Residents of a homeless camp near the White River are being moved three miles away.

Dozens of homeless people say the city is going too far by trying to relocate them.

They say because the city is forcing them to move from their camp along the White River, it will be harder for them to get the services they need. The camp is located right off the city's newest trail, within feet of where people walk and bike.

"This is my house," said Chuck Bowling, one of the homeless men being moved. "I have a small, twin-size mattress for my bed. I got a couple milk crates over here with a small tote for clothes."

Bowling has called a tent on the streets home for nearly ten years. He had a full-time job until he was laid off.

"It's just been a struggle to get back from out here back into employment and into housing," Bowling said.

He says that struggle is about to get harder.

"The police come down and are trying to make us move, but they won't tell us who wants us to move. They say because this new trail is moving in, but that's all they say," Bowling said. "Most people going by now usually say, 'Hi, how are you doing?' They're friendly. They talk with us, we talk with them."

Bowling says where they're being asked to move their camp is nowhere even close. They say they are being pushed south of Raymond Street, which is more than three miles away. Bowling says that's an additional 45-minute walk away from their already 40-minute walk downtown.

"That means we won't have access to doing laundry, taking showers as often, finding food, getting help with jobs," he said.

Bowling says he and other homeless residents try to make the trip to places like Horizon House for those resources and job services once a week. A longer commute will stretch that out much longer.
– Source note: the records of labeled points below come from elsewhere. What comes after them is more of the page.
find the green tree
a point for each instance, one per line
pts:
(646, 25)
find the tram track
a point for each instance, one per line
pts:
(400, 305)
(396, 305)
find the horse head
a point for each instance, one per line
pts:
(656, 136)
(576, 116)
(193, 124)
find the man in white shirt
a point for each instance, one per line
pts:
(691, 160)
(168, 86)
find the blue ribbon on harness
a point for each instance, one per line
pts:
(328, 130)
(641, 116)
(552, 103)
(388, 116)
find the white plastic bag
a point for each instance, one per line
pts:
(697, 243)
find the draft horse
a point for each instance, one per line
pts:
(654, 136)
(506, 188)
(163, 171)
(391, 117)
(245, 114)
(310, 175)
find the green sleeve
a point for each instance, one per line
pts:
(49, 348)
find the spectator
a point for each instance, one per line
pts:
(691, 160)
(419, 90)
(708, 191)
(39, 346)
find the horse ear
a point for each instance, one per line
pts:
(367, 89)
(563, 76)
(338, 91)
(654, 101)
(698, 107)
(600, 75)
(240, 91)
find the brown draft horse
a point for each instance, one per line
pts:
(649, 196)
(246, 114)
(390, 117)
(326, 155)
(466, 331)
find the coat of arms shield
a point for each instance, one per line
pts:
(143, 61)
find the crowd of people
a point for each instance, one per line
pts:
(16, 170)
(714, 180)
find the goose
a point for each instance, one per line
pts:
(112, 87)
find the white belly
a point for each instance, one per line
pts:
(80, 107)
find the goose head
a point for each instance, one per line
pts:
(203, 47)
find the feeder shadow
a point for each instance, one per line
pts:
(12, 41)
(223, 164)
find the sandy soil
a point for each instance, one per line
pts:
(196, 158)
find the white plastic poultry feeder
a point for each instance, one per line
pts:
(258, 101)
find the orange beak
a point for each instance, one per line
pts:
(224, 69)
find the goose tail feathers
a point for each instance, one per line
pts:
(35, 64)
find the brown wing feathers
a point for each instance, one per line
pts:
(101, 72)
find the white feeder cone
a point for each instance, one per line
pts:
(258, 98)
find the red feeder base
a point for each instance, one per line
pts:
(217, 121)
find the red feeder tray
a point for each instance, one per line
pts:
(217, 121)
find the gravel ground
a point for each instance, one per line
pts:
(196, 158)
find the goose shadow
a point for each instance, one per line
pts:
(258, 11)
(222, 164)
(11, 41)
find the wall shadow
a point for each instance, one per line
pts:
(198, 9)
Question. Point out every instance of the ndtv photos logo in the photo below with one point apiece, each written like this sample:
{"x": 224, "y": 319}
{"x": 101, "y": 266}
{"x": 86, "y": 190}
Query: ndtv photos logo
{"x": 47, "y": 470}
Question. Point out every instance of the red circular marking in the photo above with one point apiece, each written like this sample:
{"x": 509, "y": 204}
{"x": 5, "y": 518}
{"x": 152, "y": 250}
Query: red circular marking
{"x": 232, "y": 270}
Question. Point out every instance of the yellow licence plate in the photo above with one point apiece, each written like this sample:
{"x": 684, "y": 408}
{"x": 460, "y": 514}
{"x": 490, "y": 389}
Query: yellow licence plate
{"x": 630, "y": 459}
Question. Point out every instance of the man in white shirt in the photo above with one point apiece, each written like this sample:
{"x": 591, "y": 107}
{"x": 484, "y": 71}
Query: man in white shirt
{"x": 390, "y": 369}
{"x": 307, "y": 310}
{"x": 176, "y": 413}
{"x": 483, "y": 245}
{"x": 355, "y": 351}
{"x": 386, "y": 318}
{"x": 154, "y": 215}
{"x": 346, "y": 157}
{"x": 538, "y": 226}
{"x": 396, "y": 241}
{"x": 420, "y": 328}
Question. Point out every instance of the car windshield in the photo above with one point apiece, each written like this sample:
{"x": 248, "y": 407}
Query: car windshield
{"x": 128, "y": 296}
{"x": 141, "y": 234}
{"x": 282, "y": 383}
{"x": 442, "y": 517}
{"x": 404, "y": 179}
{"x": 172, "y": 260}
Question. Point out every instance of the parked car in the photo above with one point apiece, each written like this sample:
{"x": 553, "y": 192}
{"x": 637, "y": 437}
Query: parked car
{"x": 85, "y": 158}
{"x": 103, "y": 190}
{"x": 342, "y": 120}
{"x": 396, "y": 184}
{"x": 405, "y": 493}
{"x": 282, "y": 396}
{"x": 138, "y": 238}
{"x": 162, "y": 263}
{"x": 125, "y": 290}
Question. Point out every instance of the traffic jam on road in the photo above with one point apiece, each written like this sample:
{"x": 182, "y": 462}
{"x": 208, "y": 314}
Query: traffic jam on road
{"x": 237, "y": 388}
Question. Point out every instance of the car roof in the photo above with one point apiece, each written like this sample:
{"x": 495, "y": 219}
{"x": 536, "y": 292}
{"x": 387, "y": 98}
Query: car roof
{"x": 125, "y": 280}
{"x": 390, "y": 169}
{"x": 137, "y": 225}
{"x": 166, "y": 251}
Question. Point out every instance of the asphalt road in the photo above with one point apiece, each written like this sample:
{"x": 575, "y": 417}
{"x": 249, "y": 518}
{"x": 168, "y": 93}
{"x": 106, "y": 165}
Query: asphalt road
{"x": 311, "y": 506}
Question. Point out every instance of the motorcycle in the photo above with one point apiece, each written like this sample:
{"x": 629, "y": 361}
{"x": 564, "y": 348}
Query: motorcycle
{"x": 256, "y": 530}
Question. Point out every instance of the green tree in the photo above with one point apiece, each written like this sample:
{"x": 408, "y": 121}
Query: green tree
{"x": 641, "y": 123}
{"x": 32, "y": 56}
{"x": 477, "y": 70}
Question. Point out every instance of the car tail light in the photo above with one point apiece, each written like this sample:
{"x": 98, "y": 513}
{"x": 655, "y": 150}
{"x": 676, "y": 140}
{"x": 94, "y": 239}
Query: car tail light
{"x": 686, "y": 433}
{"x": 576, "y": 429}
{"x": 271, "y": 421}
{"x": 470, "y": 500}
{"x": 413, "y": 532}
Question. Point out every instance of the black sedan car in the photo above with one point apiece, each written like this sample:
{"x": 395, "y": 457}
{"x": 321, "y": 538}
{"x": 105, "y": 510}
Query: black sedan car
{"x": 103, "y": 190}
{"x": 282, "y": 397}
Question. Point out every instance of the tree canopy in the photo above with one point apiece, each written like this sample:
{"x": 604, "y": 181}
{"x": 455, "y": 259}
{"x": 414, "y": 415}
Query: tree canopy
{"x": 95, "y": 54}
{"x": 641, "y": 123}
"It seems the city is trying to hide them and push them out of the way and they're people too," said Jay Cornell with No Limits.

No Limits is a non-profit organization trying to provide resources that are desperately needed by the homeless population.

"If you equip the people with the resources, we can fix the problem," Cornell said.

Metro police tells Eyewitness News they're not aware of efforts to relocate the homeless and referred us to the city. The mayor's office said while they're not sure about this specific site, it's not unusual to move a homeless camp because of impact to public safety, public health, nearby residents or all of the above.

In that case, they say they give plenty of advance notice and offer support services to help in the transition.